Mais incentivos à indústria automobilística
Alguns dados do livro Apocalipse Motorizado, organizado por Ned Ludd:
"Na Grã-Bretanha, hoje em dia, o número de crianças mortas por atropelamento é um terço do que havia em 1922, quando o limite de velocidade era de 30 km/h e praticamente não havia tráfego. Não é o caso de as ruas terem se tornado mais seguras, mas sim de terem se tornado tão perigosas a ponto de não ser permitido mais às crianças brincar lá".
"A cada 13 minutos ocorre uma morte por “acidente” de trânsito no Brasil. A cada sete minutos ocorre um atropelamento. Além das 46 mil mortes anuais por “acidentes” de trânsito, 300 mil pessoas ficam feridas, 60% com lesões permanentes. Desses mortos, 44% foram vítimas de atropelamento e 41% estão na faixa etária entre 15 e 34 anos. Cerca de 60% dos leitos de traumatologia dos hospitais brasileiros são ocupados por “acidentados” no trânsito. Na cidade de São Paulo ocorre um “acidente” a cada 3,2 minutos.1 Mais de 700 mil pessoas morreram em “acidentes” de trânsito de 1960 a 2000 no Brasil. Já não é novidade que temos no Brasil em média uma “guerra do Vietnã” de mortos pelo trânsito por ano. De cada dez leitos hospitalares, cinco são ocupados por “acidentados” no trânsito. “Acidentes” de carro e atropelamento matam mais crianças de 1 a 14 anos do que doenças. Os “acidentes” de trânsito no Brasil são o segundo problema de saúde pública, só perdendo para a desnutrição, e são a terceira causa mortis do país. Além disso, o nível de monóxido de carbono nas grandes cidades já está acima do tolerado pelo ser humano."
Apesar destes números, a indústria automobilística continua recebendo incentivos fiscais. Já perdi a conta de quantas vezes o IPI dos automóveis foi reduzido. Com a recente redução do IOF sobre o financiamento destes bens já foram 7 ajudinhas em 6 anos, 2 só nos últimos 45 dias. Tais medidas são anunciadas como se fossem verdadeiras bençãos à sociedade quando, na verdade, trata-se justamente o contrário. A lógica associada a tais ações é que a redução do preço dos automóveis - sem prejuízo da enorme margem de lucro das montadoras, diga-se de passagem - permitirá a venda de mais carros, impedindo a demissão de trabalhadores, mantendo o nível de aquecimento da economia.
À primeira vista, parecem medidas lógicas, justas, baseadas no bom senso. Vamos, porém, colocar o problema sob uma outra ótica:
Um número maior de automóveis significa mais tráfego, mais acidente, mais mortes, mais mutilados, mais engarrafamentos, maior demanda por estacionamento público, mais poluição. Como lidar com isso? Logicamente tem que se construir mais vias e vagas para acomodar este incremento de veículos em cidades já altamente saturadas de automóveis. O trânsito na sua cidade está bom? Na minha não. Aliás, faz tempo que eu não ouço falar de uma cidade em que o trânsito seja tido como bom.
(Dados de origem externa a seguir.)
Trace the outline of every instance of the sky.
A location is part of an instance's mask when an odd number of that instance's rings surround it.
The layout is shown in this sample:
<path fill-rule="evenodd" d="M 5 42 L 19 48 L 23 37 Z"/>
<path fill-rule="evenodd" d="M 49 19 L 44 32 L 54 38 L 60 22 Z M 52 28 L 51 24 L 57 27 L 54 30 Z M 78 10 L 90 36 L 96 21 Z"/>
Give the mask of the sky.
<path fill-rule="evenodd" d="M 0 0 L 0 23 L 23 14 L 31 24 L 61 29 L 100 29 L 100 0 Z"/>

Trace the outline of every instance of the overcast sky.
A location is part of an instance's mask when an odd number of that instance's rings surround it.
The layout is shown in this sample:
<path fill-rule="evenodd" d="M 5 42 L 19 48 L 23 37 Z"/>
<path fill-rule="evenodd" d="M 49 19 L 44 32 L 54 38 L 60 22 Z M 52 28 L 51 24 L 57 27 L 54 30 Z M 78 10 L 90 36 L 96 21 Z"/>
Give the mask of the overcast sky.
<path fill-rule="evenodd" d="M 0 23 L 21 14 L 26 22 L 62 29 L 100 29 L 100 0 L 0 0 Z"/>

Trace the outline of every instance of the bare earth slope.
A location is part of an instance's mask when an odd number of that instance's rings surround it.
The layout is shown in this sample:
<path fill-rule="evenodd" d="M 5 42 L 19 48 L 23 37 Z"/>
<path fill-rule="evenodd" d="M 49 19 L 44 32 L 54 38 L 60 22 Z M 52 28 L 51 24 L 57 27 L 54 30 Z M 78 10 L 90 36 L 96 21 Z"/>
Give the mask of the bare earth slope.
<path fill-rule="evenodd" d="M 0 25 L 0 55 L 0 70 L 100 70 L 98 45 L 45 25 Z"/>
Vamos visualizar a sua cidade através do Google Maps. Ainda que houvesse orçamento suficiente para isso e que se pudesse construir uma via expressa instantaneamente, tal como em SimCity, como arrumar espaço para tais construções em cidades como o Rio de Janeiro, São Paulo, Belo Horizonte, Brasília? Substitua essas cidades por qualquer cidade de médio ou grande porte no Brasil. Existe espaço para novas vias, para novos estacionamentos? O trânsito tende a piorar cada vez mais gerando, com isso, uma piora da qualidade de vida não só de quem se desloca de automóveis, mas também dos usuários do péssimo transporte público, ciclistas e pedestres.
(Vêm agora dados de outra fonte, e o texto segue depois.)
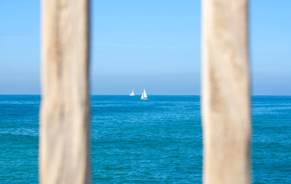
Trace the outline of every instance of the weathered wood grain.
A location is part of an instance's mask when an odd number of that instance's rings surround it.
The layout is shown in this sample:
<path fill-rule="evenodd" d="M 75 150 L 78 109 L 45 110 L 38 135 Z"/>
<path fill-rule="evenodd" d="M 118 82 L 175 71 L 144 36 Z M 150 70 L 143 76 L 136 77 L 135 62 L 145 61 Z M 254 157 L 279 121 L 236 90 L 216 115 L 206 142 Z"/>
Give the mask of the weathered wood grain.
<path fill-rule="evenodd" d="M 247 0 L 203 0 L 203 182 L 250 182 Z"/>
<path fill-rule="evenodd" d="M 40 181 L 90 183 L 89 1 L 42 2 Z"/>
Um número maior de automóveis significa mais acidentes, mais feridos, mais leitos ocupados. Exigirá ainda mais recursos de uma saúde pública já debilitada por uma crônica falta justamente de recursos.
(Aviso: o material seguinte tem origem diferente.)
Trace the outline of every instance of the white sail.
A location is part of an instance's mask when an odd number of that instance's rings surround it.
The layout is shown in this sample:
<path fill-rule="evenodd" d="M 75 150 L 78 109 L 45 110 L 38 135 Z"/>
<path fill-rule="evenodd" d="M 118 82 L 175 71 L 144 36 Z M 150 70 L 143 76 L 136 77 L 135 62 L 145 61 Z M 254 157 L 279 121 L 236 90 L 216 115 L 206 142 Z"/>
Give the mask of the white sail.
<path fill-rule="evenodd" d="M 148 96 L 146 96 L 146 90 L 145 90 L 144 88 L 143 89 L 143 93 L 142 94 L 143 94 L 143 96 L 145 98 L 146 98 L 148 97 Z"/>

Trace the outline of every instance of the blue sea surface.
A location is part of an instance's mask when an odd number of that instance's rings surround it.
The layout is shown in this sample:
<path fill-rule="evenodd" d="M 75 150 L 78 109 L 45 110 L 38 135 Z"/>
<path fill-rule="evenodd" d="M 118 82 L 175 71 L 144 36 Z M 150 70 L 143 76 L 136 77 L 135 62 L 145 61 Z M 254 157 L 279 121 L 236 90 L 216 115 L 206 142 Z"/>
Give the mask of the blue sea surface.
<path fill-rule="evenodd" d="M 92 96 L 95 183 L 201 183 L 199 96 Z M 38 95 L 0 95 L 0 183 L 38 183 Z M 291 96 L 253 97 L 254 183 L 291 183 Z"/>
Não se corrige um problema criando outro, ainda maior. Se fôssemos avaliar o custo social de se colocar um carro na rua, chegaríamos à conclusão que a sociedade como um todo subsidia o privilégio dos proprietários de veículos automotores. Chegaríamos à conclusão que o justo seria aumentar os impostos não só sobre os carros, mas também sobre o combustível como forma a desestimular o uso dos automóveis como o meio de transporte habitual da classe média em seu dia a dia.